Philippe was a famous level 52 [Carpenter] in Hadica. Him taking commissions was a Big Deal, but she didn’t see how this was relevant to her, or even urgent. Nothing he made would be something she could afford right now, after all.
She squinted at Odis and he widened his eyes a little, as if he wanted her to get the mess—
Oh. OH! [Carpenter] was code for [Enchanter]. Then her mind caught up. [Carpenter] is code for [Enchanter]!
“Where is he now?” she asked, standing up. “Does anyone else know already? How much time do we have?”
“Ms. Denner?” Joshua asked.
She climbed onto her seat and over it to the row behind her, Odis holding her arm to steady her while she did. How considerate of him … as long as he wasn’t picking her pockets. She checked. Her wristwatch was still there.
“We have time. I will lead you to him,” he said. Of course, he would. He worked partially on commission after all.
“Thank you.”
“Ameryth!” Joshua said a little louder now. Other patrons turned to them at the silent commotion, making shushing sounds.
Oh, shush yourselves.
“What about my daughter?”
Oh. Right. She’d almost forgotten about her. And about something else.
“Get me that,” she whispered, leaning down to him and pointing at the rolled-up painting on the stage.
She knew it was a painting. Only [Artists] put passion into paper like that.
Joshua glanced at it. “I’m sorry?”
“Get me that scroll—exactly that one, I’ll know if it’s different—and your daughter can come to my school without a Class,” she said. Then she weighed her head a little, “So long as she doesn’t completely boggle the entrance exams.”
“But—”
Why was he saying “but” here?
“You were willing to spend that”—she pointed at the tiny fortune in her glass-holder—“to bribe her way in. You better be able to secure a simple mystery scroll by the Shepherd.”
Otherwise, he would be a complete waste of his family’s money.
Joshua set his face and said, “Alright.” A little bit of determination flowed through his veins then.
Then she remembered something else. “And pay a little extra, will you? It’s for the [Hoplites].”
He frowned but nodded again.
Ameryth smiled and let Odis lead the way. At the end of the row, she reconsidered and ran back. She practically threw herself over her former seat as she leaned in to snatch one of the smaller coin purses.

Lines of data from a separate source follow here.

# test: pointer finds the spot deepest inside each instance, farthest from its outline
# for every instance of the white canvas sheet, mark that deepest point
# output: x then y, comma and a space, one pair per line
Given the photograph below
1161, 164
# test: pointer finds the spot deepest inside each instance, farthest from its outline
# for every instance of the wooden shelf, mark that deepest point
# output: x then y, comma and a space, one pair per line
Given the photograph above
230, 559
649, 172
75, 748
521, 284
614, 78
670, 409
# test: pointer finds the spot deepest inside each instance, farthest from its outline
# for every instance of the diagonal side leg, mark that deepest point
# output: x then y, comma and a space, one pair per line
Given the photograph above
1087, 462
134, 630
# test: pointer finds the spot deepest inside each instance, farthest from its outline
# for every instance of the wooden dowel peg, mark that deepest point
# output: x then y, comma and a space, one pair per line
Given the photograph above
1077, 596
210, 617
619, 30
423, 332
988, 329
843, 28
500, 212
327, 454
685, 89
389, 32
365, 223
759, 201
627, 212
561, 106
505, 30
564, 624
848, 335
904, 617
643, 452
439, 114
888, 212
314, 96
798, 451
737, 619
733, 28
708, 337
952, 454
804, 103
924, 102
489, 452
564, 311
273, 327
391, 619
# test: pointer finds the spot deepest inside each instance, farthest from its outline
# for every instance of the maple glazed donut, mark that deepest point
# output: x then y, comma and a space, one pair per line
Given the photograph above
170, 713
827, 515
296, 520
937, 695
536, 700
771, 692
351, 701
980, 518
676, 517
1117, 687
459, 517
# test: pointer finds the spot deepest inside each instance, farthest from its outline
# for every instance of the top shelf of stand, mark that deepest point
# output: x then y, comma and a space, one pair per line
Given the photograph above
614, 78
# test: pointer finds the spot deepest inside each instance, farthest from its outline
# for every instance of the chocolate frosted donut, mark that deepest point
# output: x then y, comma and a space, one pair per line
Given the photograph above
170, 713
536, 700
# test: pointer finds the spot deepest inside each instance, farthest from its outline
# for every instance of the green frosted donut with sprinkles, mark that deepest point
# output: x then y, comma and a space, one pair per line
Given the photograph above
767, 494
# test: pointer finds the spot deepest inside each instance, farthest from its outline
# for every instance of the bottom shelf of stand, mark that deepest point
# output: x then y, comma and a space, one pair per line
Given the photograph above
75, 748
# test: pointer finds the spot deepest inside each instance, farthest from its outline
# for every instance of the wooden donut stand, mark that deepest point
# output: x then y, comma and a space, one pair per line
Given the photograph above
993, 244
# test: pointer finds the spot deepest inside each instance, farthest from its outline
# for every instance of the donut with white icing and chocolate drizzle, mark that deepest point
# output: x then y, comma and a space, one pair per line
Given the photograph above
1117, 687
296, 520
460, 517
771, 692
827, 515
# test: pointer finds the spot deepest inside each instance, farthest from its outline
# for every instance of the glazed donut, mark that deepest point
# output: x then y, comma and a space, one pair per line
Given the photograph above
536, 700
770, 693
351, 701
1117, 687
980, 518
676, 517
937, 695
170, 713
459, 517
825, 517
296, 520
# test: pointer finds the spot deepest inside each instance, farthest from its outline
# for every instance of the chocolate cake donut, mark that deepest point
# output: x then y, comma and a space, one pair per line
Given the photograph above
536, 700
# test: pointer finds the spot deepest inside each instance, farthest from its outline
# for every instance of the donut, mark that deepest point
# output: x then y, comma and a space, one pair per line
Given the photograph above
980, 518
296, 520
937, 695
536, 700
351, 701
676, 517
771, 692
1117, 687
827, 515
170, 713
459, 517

“And I’m taking one of these,” she said before Joshua could protest.
Then she ran off, feeling nervous.
[Carpenter] was code for [Enchanter]. If she scouted this one for her school, she would have two. That was the minimum elite schools tried to scout each year. Of course, a lot of them failed. The enchanter Paths were found like sand on the beach, yes, especially among the academic trying to crack how they worked, but the Class? Having it proved you actually succeeded at making something.
That showed potential.
Tossing the coin purse up and catching it again, Ameryth said, “Tell me about him.”
While Odis led them towards Nistar, she thought there was someone she herself was going to have to bribe today.